Thousands of people marched in Poland against the country’s stringent abortion law after a woman five months pregnant died of sepsis, the latest such death since the ban was tightened.
Protesters chanted “Stop killing us” as they marched through Warsaw’s capital towards the health ministry’s headquarters on Wednesday, some carrying placards reading “We want doctors, not missionaries” and “Hell for women,” a common slogan used to convey how the measure affects those carrying an unwanted or dangerous pregnancy.
Poland’s abortion laws, which are among the harshest in Europe, have sparked major protests in recent years, and the death of Dorota Lalik, 33, in May has fueled anti-government sentiment among many liberal Poles ahead of elections in October or November.
As conservative politics have progressively taken hold in one of Europe’s most devoutly Catholic countries, Prime Minister Mateusz Morawiecki’s nationalist administration implemented a constitutional court judgement prohibiting terminations of pregnancies with foetal malformations in 2021.
According to abortion rights campaigners, there were at least five incidents of pregnant women dying whose families went public, blaming abortion restrictions for their deaths.
When asked about the consequences of the tight abortion restriction, Mateusz Morawiecki cautioned against “politicising” the Lalik case.
“Such perinatal deaths occurred also during the Platforma Obywatelska [Civic Platform],” Morawiecki remarked on Wednesday, referring to the centrist opposition party that ruled before his conservative party won office in 2015.
Even before Morawiecki’s Prawo i Sprawiedliwo (Law and Justice) party came to office, Poland had one of the most stringent abortion laws in Europe.
Women have the right to abortion under present legislation only in circumstances of rape or incest, or if their life or health is in danger.
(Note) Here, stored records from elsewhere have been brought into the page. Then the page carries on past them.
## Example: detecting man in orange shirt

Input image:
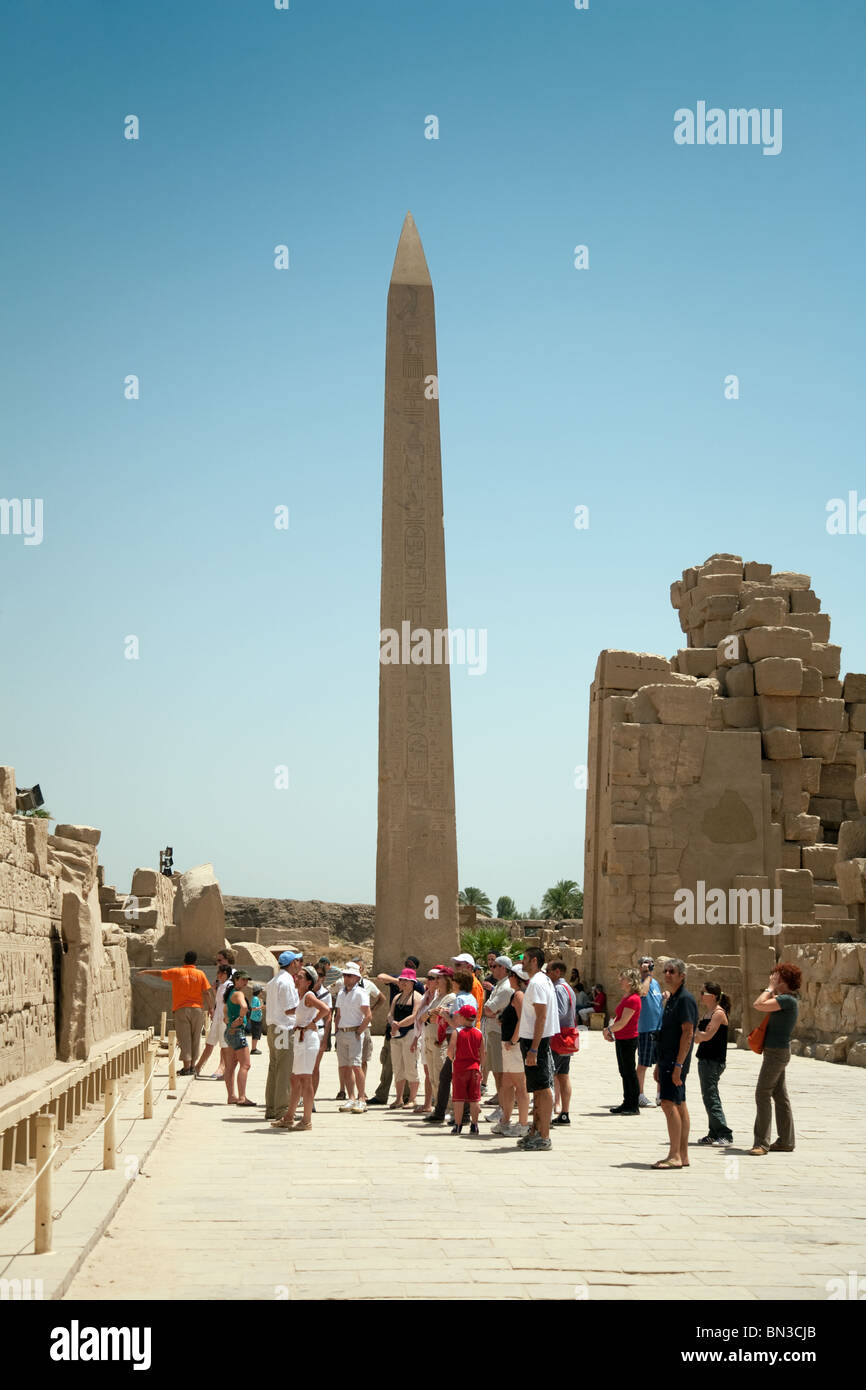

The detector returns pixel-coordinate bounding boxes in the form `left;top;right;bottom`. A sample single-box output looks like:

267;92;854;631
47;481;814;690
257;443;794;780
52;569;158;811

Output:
139;951;214;1076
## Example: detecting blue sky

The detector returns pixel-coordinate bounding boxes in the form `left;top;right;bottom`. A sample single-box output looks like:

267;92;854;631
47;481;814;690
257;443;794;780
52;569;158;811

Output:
0;0;866;908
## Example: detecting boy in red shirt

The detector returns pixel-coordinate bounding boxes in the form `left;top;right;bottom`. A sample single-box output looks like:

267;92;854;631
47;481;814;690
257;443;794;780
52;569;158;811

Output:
448;1004;484;1134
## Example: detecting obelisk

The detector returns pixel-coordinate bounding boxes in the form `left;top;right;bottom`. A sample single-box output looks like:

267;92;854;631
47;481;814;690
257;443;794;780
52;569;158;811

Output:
374;213;460;974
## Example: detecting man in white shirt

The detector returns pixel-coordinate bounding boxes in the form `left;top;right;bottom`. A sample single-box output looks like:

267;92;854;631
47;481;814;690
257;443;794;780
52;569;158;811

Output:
334;960;371;1115
264;951;303;1120
517;947;559;1150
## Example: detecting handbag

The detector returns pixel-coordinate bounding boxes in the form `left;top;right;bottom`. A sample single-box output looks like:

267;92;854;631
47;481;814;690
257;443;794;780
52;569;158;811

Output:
550;1029;580;1056
749;1013;770;1054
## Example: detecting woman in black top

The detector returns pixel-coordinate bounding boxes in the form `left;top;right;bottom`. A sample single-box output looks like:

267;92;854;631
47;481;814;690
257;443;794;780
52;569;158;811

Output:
696;981;734;1148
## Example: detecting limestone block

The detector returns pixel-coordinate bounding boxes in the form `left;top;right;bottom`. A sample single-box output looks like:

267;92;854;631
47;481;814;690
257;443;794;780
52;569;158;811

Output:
785;812;822;845
803;845;838;880
830;941;863;984
830;730;863;767
716;632;749;667
731;596;788;632
803;642;842;676
799;666;828;695
724;662;755;699
131;869;159;900
755;692;799;728
174;865;225;956
671;646;716;677
721;695;758;728
834;858;866;902
796;695;845;733
54;826;101;845
791;589;822;613
760;728;802;759
232;941;277;974
791;613;830;642
799;730;840;763
639;684;713;727
848;703;866;734
744;626;813;666
755;656;803;695
837;816;866;856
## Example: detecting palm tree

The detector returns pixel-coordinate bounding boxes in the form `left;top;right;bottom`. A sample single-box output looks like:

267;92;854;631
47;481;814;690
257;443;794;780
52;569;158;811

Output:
541;878;584;920
459;888;491;917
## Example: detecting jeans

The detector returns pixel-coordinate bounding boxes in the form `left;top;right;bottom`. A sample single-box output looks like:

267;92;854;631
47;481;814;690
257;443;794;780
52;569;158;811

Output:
698;1058;734;1138
613;1038;641;1111
755;1047;794;1148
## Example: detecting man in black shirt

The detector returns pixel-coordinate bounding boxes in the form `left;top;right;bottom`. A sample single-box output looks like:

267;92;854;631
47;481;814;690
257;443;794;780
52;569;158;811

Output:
652;960;698;1168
This week, government officials emphasised that the law was not the cause of the woman’s death. They emphasised that in such instances, women have the right to a legal abortion, and that the hospital infringed that right.
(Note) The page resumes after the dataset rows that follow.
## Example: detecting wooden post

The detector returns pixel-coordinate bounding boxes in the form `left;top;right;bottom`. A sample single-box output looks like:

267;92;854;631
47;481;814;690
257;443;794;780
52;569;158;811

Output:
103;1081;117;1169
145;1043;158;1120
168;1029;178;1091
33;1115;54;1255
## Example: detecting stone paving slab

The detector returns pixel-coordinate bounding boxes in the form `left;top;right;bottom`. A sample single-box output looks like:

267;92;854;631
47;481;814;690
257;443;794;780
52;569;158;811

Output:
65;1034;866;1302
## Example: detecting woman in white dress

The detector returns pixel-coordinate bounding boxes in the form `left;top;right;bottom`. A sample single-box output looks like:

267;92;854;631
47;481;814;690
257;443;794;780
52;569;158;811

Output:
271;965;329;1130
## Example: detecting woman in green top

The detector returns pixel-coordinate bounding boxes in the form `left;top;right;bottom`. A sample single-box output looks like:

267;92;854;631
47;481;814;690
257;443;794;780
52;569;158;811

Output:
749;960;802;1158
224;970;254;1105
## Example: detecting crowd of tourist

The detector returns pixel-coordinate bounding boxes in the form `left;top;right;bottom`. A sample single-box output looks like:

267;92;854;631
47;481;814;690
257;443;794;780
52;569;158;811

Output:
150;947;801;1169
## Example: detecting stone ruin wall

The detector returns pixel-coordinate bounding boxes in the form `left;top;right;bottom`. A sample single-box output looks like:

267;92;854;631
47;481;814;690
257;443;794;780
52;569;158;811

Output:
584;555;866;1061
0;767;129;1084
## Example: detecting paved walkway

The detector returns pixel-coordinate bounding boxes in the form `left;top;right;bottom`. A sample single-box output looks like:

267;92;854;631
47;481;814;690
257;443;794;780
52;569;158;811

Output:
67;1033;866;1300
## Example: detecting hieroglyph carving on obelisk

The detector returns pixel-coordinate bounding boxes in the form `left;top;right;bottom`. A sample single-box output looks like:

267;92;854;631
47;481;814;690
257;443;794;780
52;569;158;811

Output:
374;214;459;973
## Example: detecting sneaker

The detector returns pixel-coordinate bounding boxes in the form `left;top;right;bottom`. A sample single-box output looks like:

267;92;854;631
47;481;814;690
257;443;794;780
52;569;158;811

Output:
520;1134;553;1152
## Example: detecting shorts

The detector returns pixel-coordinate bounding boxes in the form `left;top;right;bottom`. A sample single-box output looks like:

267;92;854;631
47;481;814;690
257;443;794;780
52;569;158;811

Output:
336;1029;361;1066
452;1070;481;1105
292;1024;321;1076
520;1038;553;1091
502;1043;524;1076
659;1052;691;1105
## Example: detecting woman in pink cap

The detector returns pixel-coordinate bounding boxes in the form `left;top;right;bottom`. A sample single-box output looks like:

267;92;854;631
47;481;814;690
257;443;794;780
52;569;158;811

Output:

Several women have perished since 2020, when the constitutional court declared that women may no longer abort pregnancies due to serious foetal defects.
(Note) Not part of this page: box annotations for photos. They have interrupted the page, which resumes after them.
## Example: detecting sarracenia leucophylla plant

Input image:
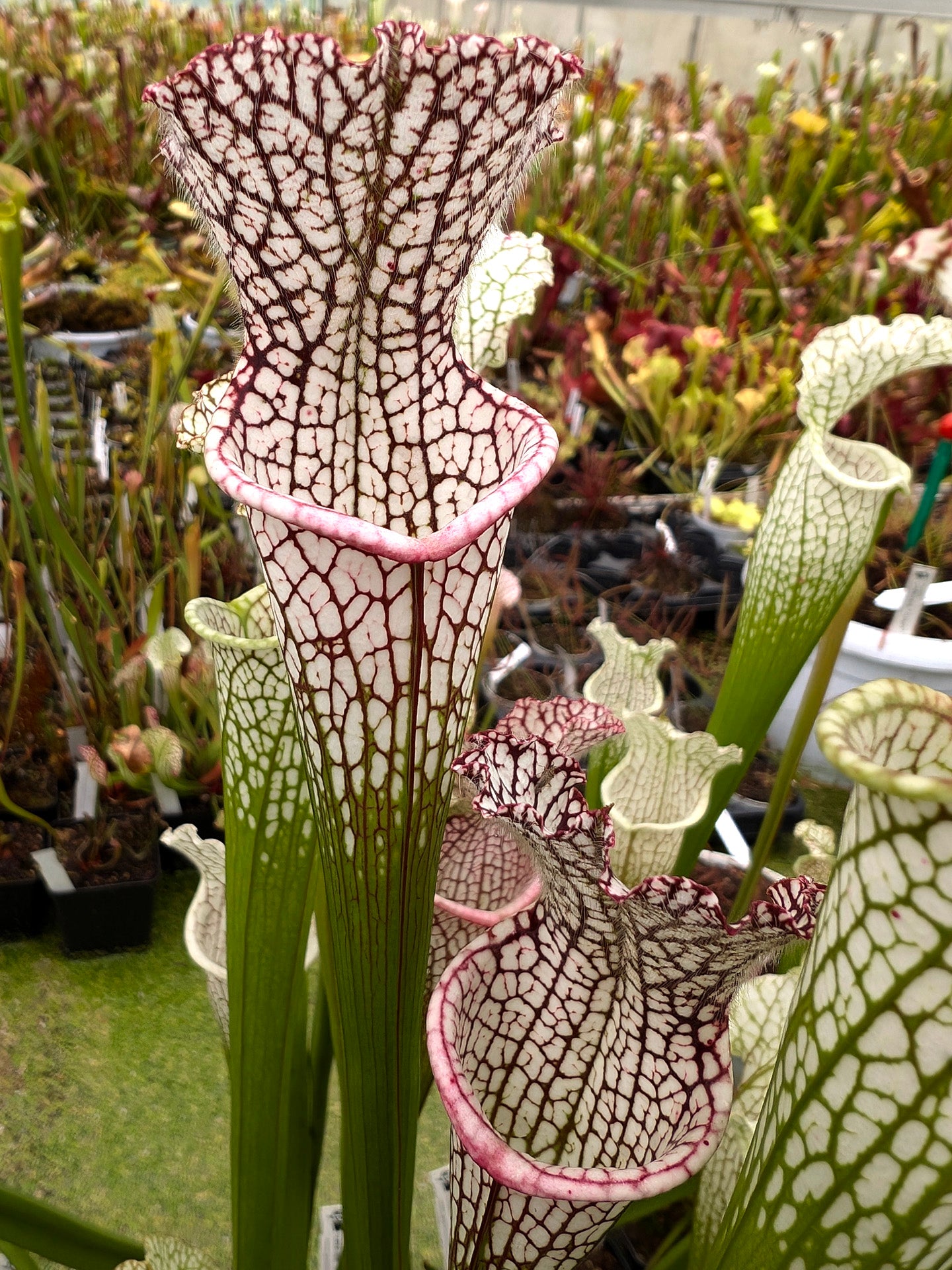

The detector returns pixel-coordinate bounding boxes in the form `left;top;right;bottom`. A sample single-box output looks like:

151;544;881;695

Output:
180;585;330;1266
146;23;580;1270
Women’s rights groups claim that the present statute, as well as the wider conservative milieu, has chilling effects. Another issue, they claim, is doctors who refuse to perform abortions because of their moral conscience.
An inquiry into Lalik’s death has been launched by prosecutors. They are already investigating two similar incidents in which pregnant women died in hospital following the demise of the foetus they were carrying.
In 2021, her family criticised physicians’ “wait-and-see attitude” when a pregnant 30-year-old mother from Pszczyna died.
A year later, a 37-year-old lady died in Czestochowa, Poland, just weeks after losing her 12-week-old twin foetuses.